The arrangements are made and everyone is on time, for a change. The sound of nervous laughter rings around the dressing room. The clatter of studs sounds the backdrop as your mind provides the drama, analysing your man, delving into your personal archive to remember games gone by against him, on this pitch, in you position.
The manager calls for order and closes the door to the inner sanctum. The players gradually halt the idle chatter and there is focus in the room as he delivers his initial salvo. The team is named.
You’re not on it.
The remainder of the manager’s advice fades into the background as you apply your best poker face to the situation.
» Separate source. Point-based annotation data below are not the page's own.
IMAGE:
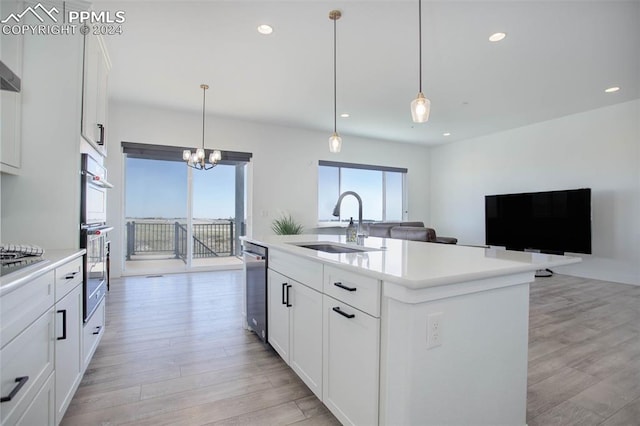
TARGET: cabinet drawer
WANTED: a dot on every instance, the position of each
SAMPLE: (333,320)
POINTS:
(353,289)
(92,333)
(28,356)
(68,276)
(22,306)
(297,268)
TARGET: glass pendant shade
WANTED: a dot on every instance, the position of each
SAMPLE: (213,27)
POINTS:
(420,108)
(335,143)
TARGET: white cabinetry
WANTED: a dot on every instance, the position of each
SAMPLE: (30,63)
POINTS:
(10,103)
(94,91)
(41,343)
(351,346)
(278,313)
(295,327)
(350,363)
(93,331)
(325,323)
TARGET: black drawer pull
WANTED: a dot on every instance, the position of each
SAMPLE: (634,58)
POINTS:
(344,314)
(20,383)
(288,304)
(344,287)
(64,324)
(284,289)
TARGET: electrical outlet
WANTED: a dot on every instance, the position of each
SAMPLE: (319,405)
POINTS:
(434,330)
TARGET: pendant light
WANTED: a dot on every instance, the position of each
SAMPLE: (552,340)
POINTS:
(197,159)
(420,106)
(335,141)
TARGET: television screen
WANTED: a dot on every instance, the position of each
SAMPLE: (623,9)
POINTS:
(551,222)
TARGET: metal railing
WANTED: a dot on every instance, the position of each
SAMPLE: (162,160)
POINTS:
(157,238)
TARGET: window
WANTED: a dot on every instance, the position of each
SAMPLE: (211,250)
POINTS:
(184,217)
(381,190)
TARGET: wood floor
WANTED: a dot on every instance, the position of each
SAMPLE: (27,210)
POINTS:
(174,353)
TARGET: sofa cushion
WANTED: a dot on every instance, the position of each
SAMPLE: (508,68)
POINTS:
(383,229)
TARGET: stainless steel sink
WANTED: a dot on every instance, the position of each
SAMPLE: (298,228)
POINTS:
(332,248)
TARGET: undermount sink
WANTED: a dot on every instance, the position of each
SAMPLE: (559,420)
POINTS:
(332,248)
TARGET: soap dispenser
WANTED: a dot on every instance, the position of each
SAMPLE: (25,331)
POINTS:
(352,232)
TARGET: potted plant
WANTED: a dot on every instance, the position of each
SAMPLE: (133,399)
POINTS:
(286,225)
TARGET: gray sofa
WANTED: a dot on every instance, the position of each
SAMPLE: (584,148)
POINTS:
(415,231)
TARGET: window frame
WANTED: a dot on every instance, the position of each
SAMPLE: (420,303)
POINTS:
(384,169)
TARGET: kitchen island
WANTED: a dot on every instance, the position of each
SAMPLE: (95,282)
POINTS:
(403,332)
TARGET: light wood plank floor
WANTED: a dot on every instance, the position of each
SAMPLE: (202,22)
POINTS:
(174,353)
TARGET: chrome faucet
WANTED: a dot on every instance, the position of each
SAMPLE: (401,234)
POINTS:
(336,212)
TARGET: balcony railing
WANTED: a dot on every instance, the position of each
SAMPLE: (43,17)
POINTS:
(158,238)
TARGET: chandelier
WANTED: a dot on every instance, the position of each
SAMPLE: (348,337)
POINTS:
(197,158)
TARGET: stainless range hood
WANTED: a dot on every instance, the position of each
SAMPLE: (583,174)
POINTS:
(10,81)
The warm-up is spent critically appraising your team-mates’ every touch.
Every dropped ball is begrudgingly noted as you reluctantly play the role of cheerleader, sharing encouragement through gritted teeth as you make your way off the pitch. Past your position.
To the bench.
I never saw a minute of action during Lámh Dhearg's 2011 Antrim IHC championship campaign. I have the medal of course, a reward for the effort expended but also a painful reminder of what can happen when you take your eye off the ball.
To one not accustomed to life as a substitute, looking on from the bench at a winning championship campaign is excruciating. The conflict between hoping your team is successful and wilfully hoping for disaster is a tussle between your most primitive impulses.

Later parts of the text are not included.